2. Now on to the second argument. Let me offer your Lacquer bolded quote to get it started:
. . .the attacks on Kepel and his friends after last September were more basic: How could one talk about a post-Islamist age, as Kepel had, at a time when Islam was the one great world religion that was still expanding? Why had the message of bin Laden and other fanatics been treated as something akin to the Catholic theology of liberation? Even Tariq Ramadan, of whom Kepel expected so much, was a conservative, closed in his views to the fundamentalists. If he favored a modest opening to modernity, was this not because he was a citizen of Switzerland, teaching at a Swiss university? How relevant was such a thinker to what went on in the Muslim world? Little more relevant than the publications of relatively liberal journalists in "Londonistan," the world's center of both fundamentalist and nonfundamentalist Arab immigration.

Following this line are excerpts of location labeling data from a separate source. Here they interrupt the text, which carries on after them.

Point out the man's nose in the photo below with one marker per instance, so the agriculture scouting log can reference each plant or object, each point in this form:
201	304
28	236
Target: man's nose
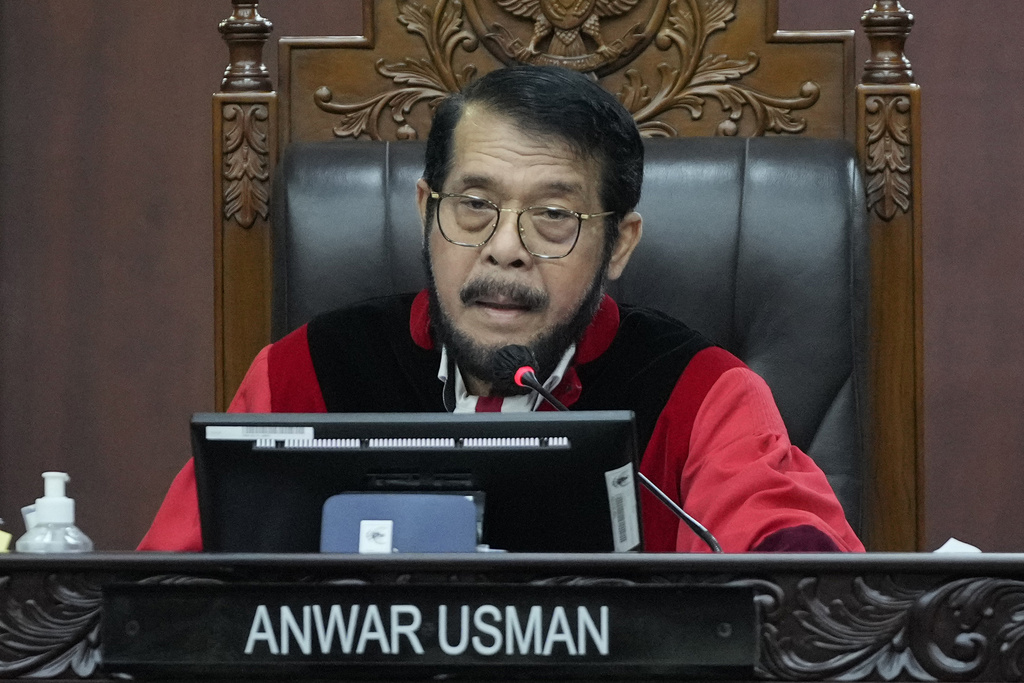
505	248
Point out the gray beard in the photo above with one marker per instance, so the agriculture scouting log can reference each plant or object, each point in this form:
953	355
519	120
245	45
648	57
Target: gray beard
549	347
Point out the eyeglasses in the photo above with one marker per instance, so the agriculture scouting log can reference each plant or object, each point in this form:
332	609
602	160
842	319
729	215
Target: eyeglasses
546	231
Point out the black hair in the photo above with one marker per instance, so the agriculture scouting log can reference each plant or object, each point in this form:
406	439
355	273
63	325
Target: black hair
557	102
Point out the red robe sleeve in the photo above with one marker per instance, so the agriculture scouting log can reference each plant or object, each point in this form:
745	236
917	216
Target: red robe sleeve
748	483
176	524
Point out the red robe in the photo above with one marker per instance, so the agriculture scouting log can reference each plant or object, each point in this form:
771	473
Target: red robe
718	444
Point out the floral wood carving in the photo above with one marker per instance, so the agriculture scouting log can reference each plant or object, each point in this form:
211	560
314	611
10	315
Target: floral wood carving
418	79
574	39
969	629
246	153
46	637
888	164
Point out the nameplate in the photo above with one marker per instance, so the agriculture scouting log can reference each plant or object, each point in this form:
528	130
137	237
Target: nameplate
413	631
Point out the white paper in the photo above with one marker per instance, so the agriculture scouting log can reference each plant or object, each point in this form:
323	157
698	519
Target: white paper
375	536
954	546
623	506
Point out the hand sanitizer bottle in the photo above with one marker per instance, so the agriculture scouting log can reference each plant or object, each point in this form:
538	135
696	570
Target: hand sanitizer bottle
51	525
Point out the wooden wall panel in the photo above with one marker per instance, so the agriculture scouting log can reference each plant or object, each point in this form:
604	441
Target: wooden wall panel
970	66
105	245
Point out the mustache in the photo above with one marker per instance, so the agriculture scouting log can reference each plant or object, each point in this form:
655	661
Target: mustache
518	294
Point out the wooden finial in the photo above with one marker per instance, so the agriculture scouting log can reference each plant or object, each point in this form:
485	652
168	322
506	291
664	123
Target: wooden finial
246	32
887	26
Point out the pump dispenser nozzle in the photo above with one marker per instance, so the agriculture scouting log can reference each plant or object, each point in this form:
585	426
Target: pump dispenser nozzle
50	522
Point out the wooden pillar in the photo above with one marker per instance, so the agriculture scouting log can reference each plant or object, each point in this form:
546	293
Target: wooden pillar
244	153
889	132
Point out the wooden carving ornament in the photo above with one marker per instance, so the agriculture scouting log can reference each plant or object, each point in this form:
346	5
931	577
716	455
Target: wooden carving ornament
569	34
247	175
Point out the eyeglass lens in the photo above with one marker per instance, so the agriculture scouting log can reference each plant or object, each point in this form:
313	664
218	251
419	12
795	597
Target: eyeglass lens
545	230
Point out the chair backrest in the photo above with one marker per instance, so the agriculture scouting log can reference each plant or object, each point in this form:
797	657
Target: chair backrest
760	244
684	70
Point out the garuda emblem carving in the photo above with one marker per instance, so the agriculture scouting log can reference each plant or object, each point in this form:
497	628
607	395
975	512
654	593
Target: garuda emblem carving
569	33
566	19
565	33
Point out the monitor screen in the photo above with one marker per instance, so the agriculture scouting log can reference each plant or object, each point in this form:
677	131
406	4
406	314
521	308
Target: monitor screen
550	481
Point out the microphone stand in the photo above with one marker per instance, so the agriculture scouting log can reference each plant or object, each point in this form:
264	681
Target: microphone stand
524	377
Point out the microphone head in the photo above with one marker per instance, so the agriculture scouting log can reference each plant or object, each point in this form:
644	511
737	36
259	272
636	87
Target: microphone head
510	359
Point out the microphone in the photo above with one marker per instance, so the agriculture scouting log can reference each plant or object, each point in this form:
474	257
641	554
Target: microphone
516	363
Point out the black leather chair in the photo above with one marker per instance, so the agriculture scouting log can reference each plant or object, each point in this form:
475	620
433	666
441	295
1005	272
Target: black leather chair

This is a serious misstatement of anything I've read thus far in Kepel (I've read about 2/3rds). I don't see any basis for imagining, from Kepel's material, that he compared Al Q in any way with Catholic liberation theology. As for the comment about Tariq Ramadan, I would need to check back on the book, but I don't recall it as being a significant part of the argument. Kepel does not have any nostalgia, so far as I've read so far, for a "better" state of Islamism. His is a much more analytical approach. Here are the various elements of the movements and how they are related to one another.
So this line of Lacquer's looks to me like a cheap shot right now. I may change my mind after reading more in the book. Perhaps there is a last chapter that carries some of this tone. But it's certainly not available in the first 2/3rds.
3. Now to your next argument. And, again, I'll offer the Lacquer quote you put in bold:
Because Kepel and his fellows must have been aware of the facts, perhaps their misjudgment had something to do with their ideology—their belief that in a conflict between the West and the East the former must be guilty more often than not, just as the Israelis were always bound to be guiltier than the Palestinians, and Christianity guiltier than Islam.
I find nothing of this sort in my reading of Kepel. Perhaps Lacquer has in mind one of the amorphous "fellows" of Kepel to which he refers as the source of this. But, again it's not in the first 2/3rds of the book. Analyzing political movements which attack the US in their language is a far cry from taking on that language, from making it one's own. Kepel does not do that. So far he's as value neutral as scholarship can be. Which is to say, like all scholars, there are value judgments tromping around and perceptual assumptions moving in and out. But they are not ideological nor do they appear to be even close to Lacquer's picture of them. I don't know whether to call this, therefore a cheap shot or just a missed shot.
Well, I'm running out of time and flexibility in my typing fingers. So I'll stop.
I know you meant this as some sort of "told you so." That's childish and a far cry from what a serious intellectual conversation should be. My wife tells me your posts on the Qualcomm threads are not like this. The one's I've read there seem also much less on edge than these.